Schwere Rezession von Bundesbank erwartet

Nicht nur die Menschen leiden massiv unter den Einschränkungen der Coronakrise, sondern auch die Wirtschaft. Überraschend ist es deshalb nicht, dass die Nachrichten Schweiz eine schwere Rezession erwarten. Die Gründe dafür sind vielfältig, wie Millionen Kurzarbeiter, etliche betroffene Branchen und der allgemeine Rückgang der Wirtschaftsleistung. Allerdings gibt es auch ein Licht am Horizont, so sind sich Experten sicher.

Immer mehr Kurzarbeiter

In ihrem jüngsten Monatsbericht teilte die deutsche Notenbank mit, dass die Wirtschaftsleistung im ersten Quartal wahrscheinlich „breit angelegt und kräftig“ geschrumpft sei. In der zweiten Jahreshälfte soll es nicht besser werden.
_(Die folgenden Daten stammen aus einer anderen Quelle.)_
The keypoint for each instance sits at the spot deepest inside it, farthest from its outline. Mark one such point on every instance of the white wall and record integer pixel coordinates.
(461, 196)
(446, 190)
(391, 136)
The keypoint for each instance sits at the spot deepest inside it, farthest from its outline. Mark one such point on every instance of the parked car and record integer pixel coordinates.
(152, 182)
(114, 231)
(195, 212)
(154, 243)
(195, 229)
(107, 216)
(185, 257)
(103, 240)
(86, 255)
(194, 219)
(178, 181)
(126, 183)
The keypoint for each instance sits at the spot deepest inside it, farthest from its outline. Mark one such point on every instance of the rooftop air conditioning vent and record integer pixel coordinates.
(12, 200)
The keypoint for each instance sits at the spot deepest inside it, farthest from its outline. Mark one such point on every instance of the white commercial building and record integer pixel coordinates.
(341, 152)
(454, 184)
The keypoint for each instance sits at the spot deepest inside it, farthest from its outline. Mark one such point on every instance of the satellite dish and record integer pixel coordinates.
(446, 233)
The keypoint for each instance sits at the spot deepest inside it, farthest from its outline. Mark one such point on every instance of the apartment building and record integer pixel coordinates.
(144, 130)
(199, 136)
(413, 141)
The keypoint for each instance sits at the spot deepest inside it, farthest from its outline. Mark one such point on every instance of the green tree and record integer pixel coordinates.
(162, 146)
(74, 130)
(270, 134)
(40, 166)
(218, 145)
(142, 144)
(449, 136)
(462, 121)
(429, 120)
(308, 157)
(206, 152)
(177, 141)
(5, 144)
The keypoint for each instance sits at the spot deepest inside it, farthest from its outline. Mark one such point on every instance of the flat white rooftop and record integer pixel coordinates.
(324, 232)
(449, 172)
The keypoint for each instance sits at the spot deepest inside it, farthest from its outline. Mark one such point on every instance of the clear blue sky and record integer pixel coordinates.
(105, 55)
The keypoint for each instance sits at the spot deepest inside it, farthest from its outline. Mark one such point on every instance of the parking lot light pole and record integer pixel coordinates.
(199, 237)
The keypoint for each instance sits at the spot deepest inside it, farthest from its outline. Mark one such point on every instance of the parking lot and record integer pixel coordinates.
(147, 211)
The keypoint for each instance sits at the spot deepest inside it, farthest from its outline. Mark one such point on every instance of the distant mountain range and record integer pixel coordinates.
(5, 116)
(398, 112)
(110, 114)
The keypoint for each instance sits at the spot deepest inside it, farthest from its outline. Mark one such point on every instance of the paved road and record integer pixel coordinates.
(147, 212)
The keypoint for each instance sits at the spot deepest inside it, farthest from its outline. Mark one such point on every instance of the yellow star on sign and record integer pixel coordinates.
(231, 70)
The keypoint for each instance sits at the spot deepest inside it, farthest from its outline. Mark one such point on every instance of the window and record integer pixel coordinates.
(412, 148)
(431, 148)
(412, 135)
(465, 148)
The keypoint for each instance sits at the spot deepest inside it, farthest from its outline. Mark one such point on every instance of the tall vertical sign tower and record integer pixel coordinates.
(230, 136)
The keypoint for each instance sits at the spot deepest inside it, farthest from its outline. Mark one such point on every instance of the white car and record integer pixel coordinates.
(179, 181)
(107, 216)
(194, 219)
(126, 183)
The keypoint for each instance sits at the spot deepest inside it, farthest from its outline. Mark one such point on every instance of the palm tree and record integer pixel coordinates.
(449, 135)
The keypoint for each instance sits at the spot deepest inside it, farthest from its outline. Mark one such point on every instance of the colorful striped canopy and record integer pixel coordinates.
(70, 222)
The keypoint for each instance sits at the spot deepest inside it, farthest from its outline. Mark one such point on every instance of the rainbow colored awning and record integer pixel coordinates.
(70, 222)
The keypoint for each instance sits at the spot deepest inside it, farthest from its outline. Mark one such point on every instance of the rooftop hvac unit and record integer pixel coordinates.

Experten sind sich sicher, dass die wirtschaftlichen Einschränkungen sich auch hier stark niederschlagen werden.

So geht die Bundesbank davon aus, dass die Coronakrise bereits im April die Zahl der Kurzarbeiter auf mehr als eine Millionen ansteigen lassen wird. Im Vergleich zur Wirtschaftskrise 2009, wo es zu Spitzenzeiten etwa 1,44 Millionen Kurzarbeiter gegeben hat.

Schlimmer als 2009

Zudem wird gesagt, dass der Wirtschaftseinbruch nun auch mehr Branchen treffen wird. Dazu die Bundesbank-Experten: „Die aktuelle Schärfe der Rezession zeigt, dass die Kurzarbeit wesentlich bedeutsamer sein wird als noch vor 11 Jahren.“ Natürlich kann noch niemand voraussagen, wie schwer die wirtschaftliche Rezession sein wird.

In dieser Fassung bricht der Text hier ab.